This project integrates a Scrapy spider with a Flask API to scrape articles, store them in Google BigQuery, and provide a search functionality through a REST API.
- Python 3.x
- Google Cloud SDK (with BigQuery API enabled)
- Create a project/dataset/table in BigQuery
- Google Cloud credentials JSON file
- Clone the repository:
git clone https://github.com/Frankson18/scrapy_articles cd scrapy_articles
- Create and activate a virtual environment:
source venv/bin/activate # On Windows use `venv\Scripts\activate`
- Install the dependencies:
pip install -r requirements.txt
- Configure environment variables:
Update the following variables in settings.py and app.py with your actual Google Cloud project details:
- BIGQUERY_PROJECT_ID
- BIGQUERY_DATASET_ID
- BIGQUERY_TABLE_ID
- GOOGLE_APPLICATION_CREDENTIALS (path to your JSON key file)

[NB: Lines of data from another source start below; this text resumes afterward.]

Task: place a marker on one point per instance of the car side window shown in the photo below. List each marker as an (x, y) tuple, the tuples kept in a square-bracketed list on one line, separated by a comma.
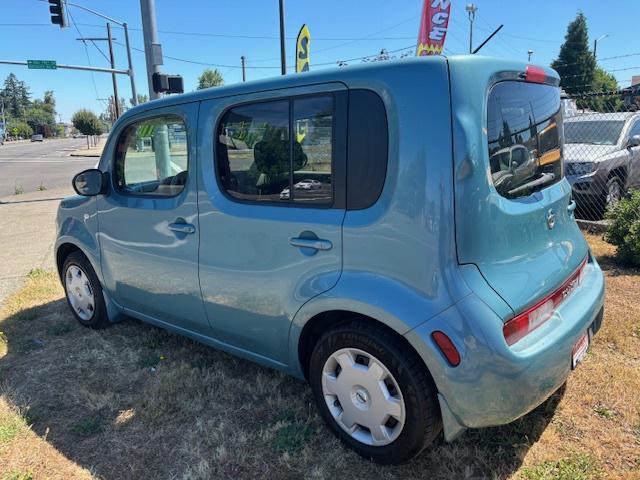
[(278, 151), (313, 122), (635, 129), (152, 157)]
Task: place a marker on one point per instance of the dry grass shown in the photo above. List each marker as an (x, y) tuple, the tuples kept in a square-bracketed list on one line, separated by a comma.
[(134, 401)]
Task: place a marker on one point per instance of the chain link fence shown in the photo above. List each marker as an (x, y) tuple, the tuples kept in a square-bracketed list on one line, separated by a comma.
[(602, 148)]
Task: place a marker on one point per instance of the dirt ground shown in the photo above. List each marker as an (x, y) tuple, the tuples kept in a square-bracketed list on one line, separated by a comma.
[(134, 401)]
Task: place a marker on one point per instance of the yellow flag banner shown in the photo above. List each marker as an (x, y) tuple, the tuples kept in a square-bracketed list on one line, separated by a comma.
[(302, 49), (433, 27)]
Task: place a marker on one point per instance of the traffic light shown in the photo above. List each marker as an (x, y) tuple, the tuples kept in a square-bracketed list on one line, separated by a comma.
[(58, 17), (167, 83)]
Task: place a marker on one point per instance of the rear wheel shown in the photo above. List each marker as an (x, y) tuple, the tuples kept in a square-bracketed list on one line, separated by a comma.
[(374, 394), (83, 291)]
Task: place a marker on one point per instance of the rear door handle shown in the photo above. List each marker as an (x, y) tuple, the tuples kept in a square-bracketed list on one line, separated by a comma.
[(181, 227), (315, 243)]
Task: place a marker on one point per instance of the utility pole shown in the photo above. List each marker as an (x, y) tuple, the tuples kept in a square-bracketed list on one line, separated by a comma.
[(471, 10), (134, 93), (4, 120), (111, 59), (126, 38), (152, 48), (283, 56), (595, 44), (116, 98)]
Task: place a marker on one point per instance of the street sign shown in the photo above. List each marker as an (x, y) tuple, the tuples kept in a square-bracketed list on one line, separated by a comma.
[(42, 64)]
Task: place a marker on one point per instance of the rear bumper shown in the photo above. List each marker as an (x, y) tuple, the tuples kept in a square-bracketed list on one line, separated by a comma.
[(494, 383)]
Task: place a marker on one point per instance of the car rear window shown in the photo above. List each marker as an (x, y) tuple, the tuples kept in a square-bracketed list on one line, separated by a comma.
[(524, 129)]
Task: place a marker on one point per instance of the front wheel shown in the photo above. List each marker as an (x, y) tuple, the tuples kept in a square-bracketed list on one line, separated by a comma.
[(374, 393), (83, 291)]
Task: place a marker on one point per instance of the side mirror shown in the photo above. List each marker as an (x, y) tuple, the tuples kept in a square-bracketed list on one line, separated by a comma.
[(634, 141), (89, 183)]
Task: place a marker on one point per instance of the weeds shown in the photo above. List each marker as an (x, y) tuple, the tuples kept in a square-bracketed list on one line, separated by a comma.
[(292, 438), (17, 475), (88, 426), (9, 427), (575, 467), (604, 411), (205, 414)]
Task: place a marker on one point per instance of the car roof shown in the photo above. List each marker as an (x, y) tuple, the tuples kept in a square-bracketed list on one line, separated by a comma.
[(594, 116), (328, 75)]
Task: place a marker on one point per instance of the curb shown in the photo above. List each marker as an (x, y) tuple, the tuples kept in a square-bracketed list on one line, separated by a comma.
[(85, 154)]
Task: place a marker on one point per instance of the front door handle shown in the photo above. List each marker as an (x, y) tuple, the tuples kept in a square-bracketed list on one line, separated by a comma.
[(314, 243), (182, 227)]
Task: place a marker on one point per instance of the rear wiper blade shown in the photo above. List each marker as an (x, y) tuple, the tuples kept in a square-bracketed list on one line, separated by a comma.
[(543, 180)]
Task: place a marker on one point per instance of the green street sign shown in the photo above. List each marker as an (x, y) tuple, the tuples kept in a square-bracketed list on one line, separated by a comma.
[(42, 64)]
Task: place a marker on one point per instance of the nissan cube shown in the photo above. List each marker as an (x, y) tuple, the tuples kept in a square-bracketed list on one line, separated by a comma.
[(400, 235)]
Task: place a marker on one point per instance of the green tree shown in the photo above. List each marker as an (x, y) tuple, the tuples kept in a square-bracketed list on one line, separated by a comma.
[(18, 128), (16, 97), (87, 123), (41, 117), (210, 78), (575, 63), (141, 99), (605, 82)]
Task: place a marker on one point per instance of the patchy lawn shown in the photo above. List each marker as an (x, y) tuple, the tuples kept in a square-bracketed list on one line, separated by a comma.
[(134, 401)]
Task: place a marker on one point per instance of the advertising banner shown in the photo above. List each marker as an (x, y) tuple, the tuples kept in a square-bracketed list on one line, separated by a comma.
[(433, 27)]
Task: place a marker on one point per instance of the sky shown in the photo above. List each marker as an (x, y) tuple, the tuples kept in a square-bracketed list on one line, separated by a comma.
[(201, 34)]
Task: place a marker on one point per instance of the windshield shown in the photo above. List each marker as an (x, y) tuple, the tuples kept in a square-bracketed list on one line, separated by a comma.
[(593, 132)]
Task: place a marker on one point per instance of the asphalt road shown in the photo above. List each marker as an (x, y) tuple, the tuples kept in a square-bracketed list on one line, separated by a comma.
[(28, 165)]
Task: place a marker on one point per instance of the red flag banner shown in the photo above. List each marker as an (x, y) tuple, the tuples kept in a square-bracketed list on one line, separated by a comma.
[(433, 27)]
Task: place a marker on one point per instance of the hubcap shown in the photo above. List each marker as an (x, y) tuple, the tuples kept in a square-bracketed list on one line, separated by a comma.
[(79, 292), (363, 397)]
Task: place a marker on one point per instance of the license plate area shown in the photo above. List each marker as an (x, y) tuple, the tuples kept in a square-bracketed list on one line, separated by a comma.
[(580, 349)]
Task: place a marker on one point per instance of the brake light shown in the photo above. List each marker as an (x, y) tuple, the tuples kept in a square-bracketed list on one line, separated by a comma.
[(534, 74), (527, 321), (447, 348)]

- Navigate to the project directory:
cd articlescraper
- Run the Scrapy spider:
scrapy crawl newsscrapper
- Set environment variables and run the Flask app:
export FLASK_APP=app.py export FLASK_ENV=development flask run
- On Windows (Command Prompt):
set FLASK_APP=app.py set FLASK_ENV=development flask run
- Access the API:
http://127.0.0.1:5000/search?q=exemple